Wee-Hyong Tok is a senior program manager on the SQL Server team at Microsoft. WeeHyong has a range of experiences working with data, with more than six years of data platform experience in industry and six years of academic experience. After obtaining his PhD in data streaming systems from the National University of Singapore, he joined Microsoft and worked on SQL Server Integration Services (SSIS). He was responsible for shaping the SSIS Server, bringing it from concept to its inclusion in SQL Server 2012. WeeHyong has published 20 academic papers and speaks regularly at technology conferences.

Buck Woody

Buck Woody is a senior technical specialist for Microsoft, working with enterprise-level clients to develop computing platform architecture solutions within their organizations. With more than 25 years of professional and practical experience in computer technology, he is also a popular speaker at TechEd, PASS, and many other conferences.

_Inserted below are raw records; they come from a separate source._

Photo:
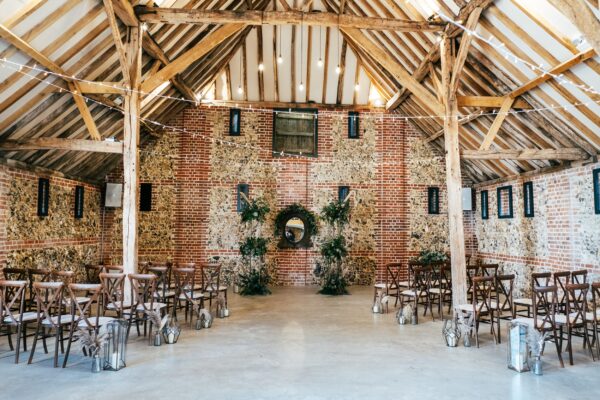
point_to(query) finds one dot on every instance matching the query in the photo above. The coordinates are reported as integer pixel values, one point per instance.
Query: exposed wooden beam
(489, 102)
(495, 127)
(280, 104)
(453, 179)
(114, 28)
(176, 66)
(23, 46)
(568, 154)
(48, 143)
(292, 17)
(562, 67)
(580, 15)
(463, 50)
(397, 70)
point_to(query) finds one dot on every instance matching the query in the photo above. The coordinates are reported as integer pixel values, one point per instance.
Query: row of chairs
(62, 306)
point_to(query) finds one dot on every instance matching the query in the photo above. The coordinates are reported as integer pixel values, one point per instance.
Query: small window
(353, 125)
(596, 175)
(433, 200)
(343, 192)
(43, 196)
(484, 205)
(242, 196)
(295, 132)
(235, 122)
(528, 206)
(146, 197)
(79, 202)
(504, 196)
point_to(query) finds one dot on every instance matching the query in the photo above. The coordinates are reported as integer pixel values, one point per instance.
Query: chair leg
(37, 332)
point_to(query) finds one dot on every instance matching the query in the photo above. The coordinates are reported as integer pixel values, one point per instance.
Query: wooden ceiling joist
(292, 17)
(46, 143)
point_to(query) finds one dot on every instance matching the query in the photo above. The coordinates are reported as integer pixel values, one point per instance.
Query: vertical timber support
(131, 136)
(453, 179)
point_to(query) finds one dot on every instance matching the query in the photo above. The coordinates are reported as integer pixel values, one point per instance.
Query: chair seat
(92, 320)
(412, 293)
(590, 317)
(439, 290)
(562, 319)
(221, 289)
(523, 302)
(64, 320)
(530, 322)
(27, 317)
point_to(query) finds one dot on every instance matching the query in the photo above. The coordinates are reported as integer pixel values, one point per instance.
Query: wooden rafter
(23, 46)
(293, 17)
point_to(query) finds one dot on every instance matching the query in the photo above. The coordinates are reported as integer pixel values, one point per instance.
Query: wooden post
(131, 136)
(453, 179)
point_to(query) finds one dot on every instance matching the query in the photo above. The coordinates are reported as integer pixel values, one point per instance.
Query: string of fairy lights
(22, 69)
(34, 71)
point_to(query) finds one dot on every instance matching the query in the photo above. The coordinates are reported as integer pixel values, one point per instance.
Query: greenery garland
(297, 209)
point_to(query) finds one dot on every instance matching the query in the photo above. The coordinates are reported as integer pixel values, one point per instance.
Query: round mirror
(294, 230)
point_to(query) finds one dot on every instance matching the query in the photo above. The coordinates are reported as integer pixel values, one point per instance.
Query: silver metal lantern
(115, 348)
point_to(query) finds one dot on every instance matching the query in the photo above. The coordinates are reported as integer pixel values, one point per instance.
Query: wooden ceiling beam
(50, 143)
(209, 42)
(292, 17)
(566, 154)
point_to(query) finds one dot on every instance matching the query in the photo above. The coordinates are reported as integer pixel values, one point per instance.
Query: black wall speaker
(43, 196)
(79, 190)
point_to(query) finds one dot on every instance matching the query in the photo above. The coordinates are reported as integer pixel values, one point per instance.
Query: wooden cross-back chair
(538, 279)
(544, 312)
(184, 281)
(113, 293)
(82, 314)
(481, 306)
(211, 283)
(419, 293)
(391, 283)
(50, 316)
(12, 312)
(441, 286)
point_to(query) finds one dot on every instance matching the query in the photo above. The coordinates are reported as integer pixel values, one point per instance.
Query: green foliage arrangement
(296, 209)
(253, 247)
(255, 210)
(331, 271)
(253, 276)
(428, 257)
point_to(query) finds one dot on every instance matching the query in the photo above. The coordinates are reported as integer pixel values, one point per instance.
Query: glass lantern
(115, 347)
(518, 352)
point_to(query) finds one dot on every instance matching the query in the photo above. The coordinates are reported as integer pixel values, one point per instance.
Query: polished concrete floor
(295, 344)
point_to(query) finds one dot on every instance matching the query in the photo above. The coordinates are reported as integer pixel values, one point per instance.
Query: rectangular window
(504, 197)
(79, 202)
(242, 196)
(528, 205)
(235, 122)
(433, 200)
(343, 192)
(353, 125)
(596, 175)
(484, 205)
(146, 197)
(43, 196)
(295, 132)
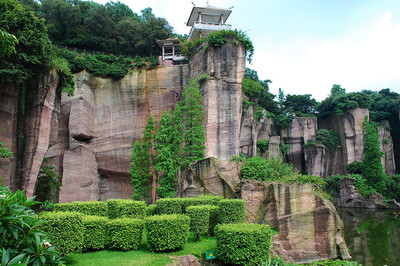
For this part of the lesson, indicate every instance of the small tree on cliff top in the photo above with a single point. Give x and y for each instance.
(143, 175)
(194, 132)
(168, 141)
(372, 165)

Buck is the author of more than 500 articles and five books on databases and teaches a database design course at the University of Washington.

This book consists of one conceptual chapter and four hands-on chapters. Chapter 1, “Big data, quick overview,” introduces the topic of big data, with definitions of terms and descriptions of tools and technologies. Chapter 2, “Getting started with HDInsight,” takes you through the steps to deploy a cluster and shows you how to use the HDInsight Emulator. After your cluster is deployed, it’s time for Chapter 3, “Programming HDInsight.” Chapter 3 continues where Chapter 2 left off, showing you how to run MapReduce jobs and turn your data into insights. Chapter 4, “Working with HDInsight data,” teaches you how to work more effectively with your data with the help of Apache Hive, Apache Pig, Excel and Power BI, and Sqoop. Finally, Chapter 5, “What next?,” covers practical topics such as integrating HDInsight into the rest of your stack and the different options for Hadoop deployment on Windows. Chapter 5 finishes up with a discussion of future plans for HDInsight and provides links to additional learning resources.